/postgresql-full-text-search-engine

This application demonstrates how to use PostgreSQL as a full-text search engine.

Primary LanguagePythonApache License 2.0Apache-2.0

PostgreSQL as a full-text search engine

Introduction

This application shows how to use PostgreSQL as a full-text search engine.

It demonstrates a minimal approach, with the understanding that many applications already use PostgreSQL as a primary data store. With the addition of an extra column, index, and a trigger to the existing database schema, you may be able to use PostgreSQL directly for full-text search and avoid the pain of maintaining a separate search engine such as Solr or Sphinx.

Overview

This example is divided into three separate scripts:

  1. initialize: creates the database schema and populates it with data

  2. restapp/restserv: starts a REST server to support REST-based queries of the database, based on the pattern http://hostname/search/<query>/<page>/<limit>. The service returns the results (if any) in JSON to the caller.
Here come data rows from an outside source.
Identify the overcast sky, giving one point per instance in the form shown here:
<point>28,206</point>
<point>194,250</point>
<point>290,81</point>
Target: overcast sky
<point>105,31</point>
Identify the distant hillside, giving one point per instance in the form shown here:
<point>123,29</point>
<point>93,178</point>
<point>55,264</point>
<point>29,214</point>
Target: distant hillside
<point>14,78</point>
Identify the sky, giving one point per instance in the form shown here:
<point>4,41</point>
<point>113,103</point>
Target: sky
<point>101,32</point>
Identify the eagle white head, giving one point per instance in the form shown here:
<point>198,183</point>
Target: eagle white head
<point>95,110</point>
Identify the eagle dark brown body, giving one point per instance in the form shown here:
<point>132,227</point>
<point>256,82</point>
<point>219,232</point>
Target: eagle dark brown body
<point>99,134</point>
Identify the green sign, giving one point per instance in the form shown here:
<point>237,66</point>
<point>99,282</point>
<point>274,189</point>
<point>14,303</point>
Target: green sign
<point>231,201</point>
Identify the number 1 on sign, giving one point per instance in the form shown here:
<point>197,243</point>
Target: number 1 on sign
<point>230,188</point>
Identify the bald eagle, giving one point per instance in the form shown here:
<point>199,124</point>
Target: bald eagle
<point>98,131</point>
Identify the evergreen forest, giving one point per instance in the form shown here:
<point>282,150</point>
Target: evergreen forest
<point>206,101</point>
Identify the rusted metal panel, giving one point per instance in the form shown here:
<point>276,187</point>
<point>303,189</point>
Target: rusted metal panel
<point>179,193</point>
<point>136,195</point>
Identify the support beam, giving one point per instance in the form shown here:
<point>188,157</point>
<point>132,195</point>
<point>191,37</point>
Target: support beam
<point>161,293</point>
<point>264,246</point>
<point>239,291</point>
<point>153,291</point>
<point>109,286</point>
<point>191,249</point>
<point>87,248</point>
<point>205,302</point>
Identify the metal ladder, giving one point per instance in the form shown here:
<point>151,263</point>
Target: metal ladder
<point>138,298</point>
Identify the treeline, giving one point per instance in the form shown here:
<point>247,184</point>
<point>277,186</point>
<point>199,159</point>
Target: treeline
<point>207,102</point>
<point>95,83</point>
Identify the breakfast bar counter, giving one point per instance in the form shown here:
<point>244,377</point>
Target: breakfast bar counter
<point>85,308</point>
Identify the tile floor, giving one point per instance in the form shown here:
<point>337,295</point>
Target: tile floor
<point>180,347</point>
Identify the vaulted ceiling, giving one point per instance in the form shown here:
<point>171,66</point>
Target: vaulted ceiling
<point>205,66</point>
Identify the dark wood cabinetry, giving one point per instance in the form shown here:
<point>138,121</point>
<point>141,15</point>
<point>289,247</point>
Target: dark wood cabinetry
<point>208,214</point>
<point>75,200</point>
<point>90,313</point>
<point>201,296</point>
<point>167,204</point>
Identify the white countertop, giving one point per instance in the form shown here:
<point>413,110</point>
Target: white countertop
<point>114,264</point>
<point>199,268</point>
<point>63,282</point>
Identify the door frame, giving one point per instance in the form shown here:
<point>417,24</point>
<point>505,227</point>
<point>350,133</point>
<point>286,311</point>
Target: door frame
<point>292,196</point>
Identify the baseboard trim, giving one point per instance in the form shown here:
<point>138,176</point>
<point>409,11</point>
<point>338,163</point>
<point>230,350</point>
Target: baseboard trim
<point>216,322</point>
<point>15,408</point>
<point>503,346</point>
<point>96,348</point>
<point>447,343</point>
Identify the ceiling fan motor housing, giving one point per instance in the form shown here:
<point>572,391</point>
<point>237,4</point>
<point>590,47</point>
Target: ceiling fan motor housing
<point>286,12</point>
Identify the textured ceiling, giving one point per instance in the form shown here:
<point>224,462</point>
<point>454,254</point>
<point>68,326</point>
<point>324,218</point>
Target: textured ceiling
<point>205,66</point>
  3. webapp/webserv: starts a Web server with a minimal HTTP interface for human-entered queries. The queries are directed to the REST server, and the JSON results are rendered in a crude but easily extensible fashion.

Dependencies

  • A modern version of PostgreSQL; any currently supported version will suffice.

  • Python 3.3 or higher

  • Flask 0.10 or higher

  • py-postgresql

Setup

  1. Create a virtual environment using virtualenv, adjusting the location of your Python 3 executable as required:

    virtualenv --python=/usr/bin/python3 ~/postgres-fts
    # Set your environment to use this virtual Python installation
    . ~/postgres-fts/bin/activate
    # Install the dependencies
    pip install flask
    pip install py-postgresql
  2. Create the PostgreSQL database and a PostgreSQL user. Depending on your environment, something like the following should work:

    sudo su - postgres
    createdb pgfts
    # Note the following creates a PostgreSQL superuser, which is probably
    # much more permission that you want in production; see the PostgreSQL
    # documentation on granting privileges for real.
    createuser -s -P fts_user
    # Stop being the postgres user
    exit
  3. Create a ~/.pgpass file that contains the credentials required to access the new database you just created, per http://www.postgresql.org/docs/devel/static/libpq-pgpass.html. This may look something like:

    #hostname:port:database:username:password
    localhost:*:pgfts:fts_user:mysecretssss
  4. Test your connection to the database using the psql command. If the connection fails, you may need to modify pg_hba.conf to allow TCP/IP connections to your database with md5 authentication.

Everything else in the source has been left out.